Selasa, 03 April 2007

Yordania dan Arab Saudi Desak Kabinet Palestina Bekerjasama Global

Pemimpin Yordania dan Arab Saudi mendesak pembentukan kabinet koalisi di Palestina yang menjadi "langkah penting"segera bekerjasama dengan komunitas global guna mencapai harapan rakyat Palestina.

Pernyataan itu tercantum dalam komunike bersama yang dikeluarkan selama kunjungan singkat Raja Yordania Abduulah II ke Riyadh untuk mendiskusikan bersama Raja Arab Saudi Abdullah Bin Abdul Aziz tentang perkembangan terkini di kawasan ini, termasuk upaya proses perdamian antara Israel-Palestina, demikian AFP.

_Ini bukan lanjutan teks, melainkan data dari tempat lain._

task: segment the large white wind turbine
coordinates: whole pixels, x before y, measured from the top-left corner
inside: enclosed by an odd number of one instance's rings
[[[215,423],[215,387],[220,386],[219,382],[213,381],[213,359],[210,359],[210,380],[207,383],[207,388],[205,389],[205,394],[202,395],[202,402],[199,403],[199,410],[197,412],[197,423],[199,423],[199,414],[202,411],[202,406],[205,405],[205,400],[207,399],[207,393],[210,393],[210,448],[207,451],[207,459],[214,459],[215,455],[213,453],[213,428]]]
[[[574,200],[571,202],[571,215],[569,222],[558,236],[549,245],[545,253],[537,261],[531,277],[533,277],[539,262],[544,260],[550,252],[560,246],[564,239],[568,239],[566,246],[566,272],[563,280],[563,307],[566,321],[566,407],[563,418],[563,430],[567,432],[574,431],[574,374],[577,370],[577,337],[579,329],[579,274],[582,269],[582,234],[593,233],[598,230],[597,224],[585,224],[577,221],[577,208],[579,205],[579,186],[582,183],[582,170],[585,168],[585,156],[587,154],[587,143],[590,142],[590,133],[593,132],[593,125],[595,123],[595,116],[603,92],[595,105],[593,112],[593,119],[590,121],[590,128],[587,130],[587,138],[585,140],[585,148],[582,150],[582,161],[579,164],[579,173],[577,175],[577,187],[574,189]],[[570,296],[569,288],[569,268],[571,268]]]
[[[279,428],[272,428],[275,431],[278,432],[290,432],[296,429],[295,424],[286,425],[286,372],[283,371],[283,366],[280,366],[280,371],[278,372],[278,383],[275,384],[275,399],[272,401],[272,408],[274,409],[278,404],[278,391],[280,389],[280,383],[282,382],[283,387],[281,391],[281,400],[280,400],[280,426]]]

"Kedua Kepala Negara menilai pembentukan pemerintah persatuan Palestina sebagai langkah penting untuk membendung perpecahan Palestina dan mengakhiri anarki yang menimpa wilayah Palestina sejak beberapa bulan lalu. Mereka juga menekankan harapan bahwa kabinet baru Palestina akan bekerja bersama komunitas dunia guna memenuhi aspirasi rakyat Palestina," kata pernyataan itu.

Pernyataan kedua monarki pro-Barat itu kelihatannya merujuk diakhirinya blokade politik dan ekonomi selama setahun oleh AS, Uni Eropa dan pihak donor internasional terhadap pemerintah Palestina sejak kemenangan faksi garis keras Hamas dalam pemilihan pada Januari 2006.

Kedua pemimpin juga menyerukan, perundingan kembali antara Israel dan Palestina dalam upaya menciptakan negara Palestina merdeka yang hidup secara damai dengan Israel.

Pemerintahan baru Palestina telah dibentuk 15 Januari sesuai kesepakatan Makkah yang diprakarsai Arab Saudi antara faksi Hamas dan faksi Fatah pimpinan Presiden Mahmoud Abbas.

Israel telah memboikot kabinet baru Palestina, namun AS dan Uni Eropa mengatakan, mereka berkeinginan hanya melakukan kerjasama menteri kabinet non-Hamas hingga pemerintah baru itu memenuhi permintaan kuartet yakni mengakui negara Israel dan menghentikan kekerasan.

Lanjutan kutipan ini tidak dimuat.